DEV Community

Cover image for Build a GraphRAG Knowledge Base from HazelJS Docs: The hazeljs-rag-graph-starter
Muhammad Arslan
Muhammad Arslan

Posted on

Build a GraphRAG Knowledge Base from HazelJS Docs: The hazeljs-rag-graph-starter

We've released hazeljs-rag-graph-starter — a production-ready example that indexes the entire HazelJS documentation using GraphRAG from @hazeljs/rag. In minutes, you get a REST API that answers questions about HazelJS using knowledge graph retrieval: local (entity-centric), global (thematic), and hybrid search. This post walks through what it does, how it works, and how to extend it.


Packages & Links


What is GraphRAG?

Traditional RAG retrieves the K most similar text chunks by cosine distance. It works well for narrow, keyword-anchored questions but struggles with:

  • Cross-document reasoning — "How do all the components in the system relate to each other?"
  • Thematic questions — "What are the main architectural layers of this codebase?"
  • Entity-relationship queries — "What does the AgentGraph depend on?"
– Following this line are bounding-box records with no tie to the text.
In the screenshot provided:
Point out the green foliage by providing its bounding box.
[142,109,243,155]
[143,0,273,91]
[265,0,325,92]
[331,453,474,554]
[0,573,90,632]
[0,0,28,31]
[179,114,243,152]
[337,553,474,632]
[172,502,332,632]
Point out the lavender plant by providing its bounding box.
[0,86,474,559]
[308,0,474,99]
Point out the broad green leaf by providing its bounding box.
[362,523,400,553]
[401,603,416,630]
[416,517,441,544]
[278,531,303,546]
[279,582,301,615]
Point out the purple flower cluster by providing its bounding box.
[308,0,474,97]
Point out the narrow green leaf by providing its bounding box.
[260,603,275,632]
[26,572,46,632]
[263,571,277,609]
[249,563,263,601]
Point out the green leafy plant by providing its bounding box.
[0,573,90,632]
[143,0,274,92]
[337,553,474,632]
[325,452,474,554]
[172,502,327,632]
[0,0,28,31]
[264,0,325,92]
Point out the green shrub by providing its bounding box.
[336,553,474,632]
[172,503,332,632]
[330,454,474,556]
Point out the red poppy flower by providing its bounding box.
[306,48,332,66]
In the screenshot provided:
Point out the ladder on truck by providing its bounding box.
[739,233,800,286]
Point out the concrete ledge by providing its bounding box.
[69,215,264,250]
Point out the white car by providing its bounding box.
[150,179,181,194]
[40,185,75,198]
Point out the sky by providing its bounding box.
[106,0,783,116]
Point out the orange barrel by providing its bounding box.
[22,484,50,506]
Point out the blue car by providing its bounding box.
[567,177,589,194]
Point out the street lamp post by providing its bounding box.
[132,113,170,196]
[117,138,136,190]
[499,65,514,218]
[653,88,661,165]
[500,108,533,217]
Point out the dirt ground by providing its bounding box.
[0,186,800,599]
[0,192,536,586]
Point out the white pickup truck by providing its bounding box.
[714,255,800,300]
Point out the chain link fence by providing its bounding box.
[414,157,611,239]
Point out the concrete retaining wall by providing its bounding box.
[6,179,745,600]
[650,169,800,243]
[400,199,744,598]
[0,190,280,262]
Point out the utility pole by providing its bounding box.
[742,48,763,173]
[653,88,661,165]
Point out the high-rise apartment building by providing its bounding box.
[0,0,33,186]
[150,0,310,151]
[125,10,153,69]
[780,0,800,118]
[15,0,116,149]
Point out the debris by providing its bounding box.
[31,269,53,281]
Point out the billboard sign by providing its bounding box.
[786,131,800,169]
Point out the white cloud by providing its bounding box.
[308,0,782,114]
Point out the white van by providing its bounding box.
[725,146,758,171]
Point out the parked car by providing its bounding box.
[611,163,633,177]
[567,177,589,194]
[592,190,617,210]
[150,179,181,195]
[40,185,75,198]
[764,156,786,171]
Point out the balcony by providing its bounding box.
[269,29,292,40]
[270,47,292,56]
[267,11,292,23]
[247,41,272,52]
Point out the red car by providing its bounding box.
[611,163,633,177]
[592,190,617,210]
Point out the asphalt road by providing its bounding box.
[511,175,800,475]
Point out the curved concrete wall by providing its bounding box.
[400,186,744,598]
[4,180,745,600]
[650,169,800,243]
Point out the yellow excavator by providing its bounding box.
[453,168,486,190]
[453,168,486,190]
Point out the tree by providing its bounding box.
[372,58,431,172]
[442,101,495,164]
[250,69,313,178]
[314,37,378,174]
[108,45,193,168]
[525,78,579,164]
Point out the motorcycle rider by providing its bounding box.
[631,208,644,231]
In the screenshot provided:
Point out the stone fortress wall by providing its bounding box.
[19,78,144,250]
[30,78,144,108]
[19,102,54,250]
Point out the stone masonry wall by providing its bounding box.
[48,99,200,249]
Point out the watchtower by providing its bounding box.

GraphRAG fixes this by building a knowledge graph of entities and relationships extracted from your documents. Instead of searching raw chunks, it retrieves structured facts and cross-document themes. The @hazeljs/rag package includes a full GraphRAGPipeline that:

  1. Extracts entities and relationships from text (LLM-powered)
  2. Builds an in-memory knowledge graph
  3. Detects communities (clusters of related entities)
  4. Summarizes each community with an LLM-generated report
  5. Searches via local (entity-centric), global (community reports), or hybrid (both)

See the GraphRAG Guide for the full architecture.


What hazeljs-rag-graph-starter Does

The starter is a minimal HazelJS app that:

  • Indexes HazelJS docs from hazeljs-landing/src/content/docs (.md and .mdx)
  • Exposes a REST API for building the graph and searching
  • Supports all three search modes: local, global, hybrid

By default, it loads docs from the sibling hazeljs-landing directory — so you can run it alongside the docs repo and query the same content you're reading. You can also point it at any directory, file, or raw text array.


Quick Start

# Clone or navigate to hazeljs-rag-graph-starter
cd hazeljs-rag-graph-starter

# Add your OpenAI API key
cp .env.example .env
# Edit .env and set OPENAI_API_KEY=sk-...

# Install and run
npm install
npm run dev
Enter fullscreen mode Exit fullscreen mode

Then:

# 1. Build the graph from hazeljs-landing docs (default)
curl -X POST http://localhost:3000/api/graphrag/build \
  -H "Content-Type: application/json" \
  -d '{}'

# 2. Search (hybrid mode — local + global)
curl -X POST http://localhost:3000/api/graphrag/search \
  -H "Content-Type: application/json" \
  -d '{"query":"How does GraphRAG work and when should I use it?"}'
Enter fullscreen mode Exit fullscreen mode

The first call extracts entities and relationships from all docs, detects communities, and generates reports. The second call runs hybrid search and returns an LLM-synthesized answer with entities and communities used as context.


Search Modes in Detail

Local Search — Entity-Centric

Best for specific "what is / how does" questions about named concepts, technologies, or features.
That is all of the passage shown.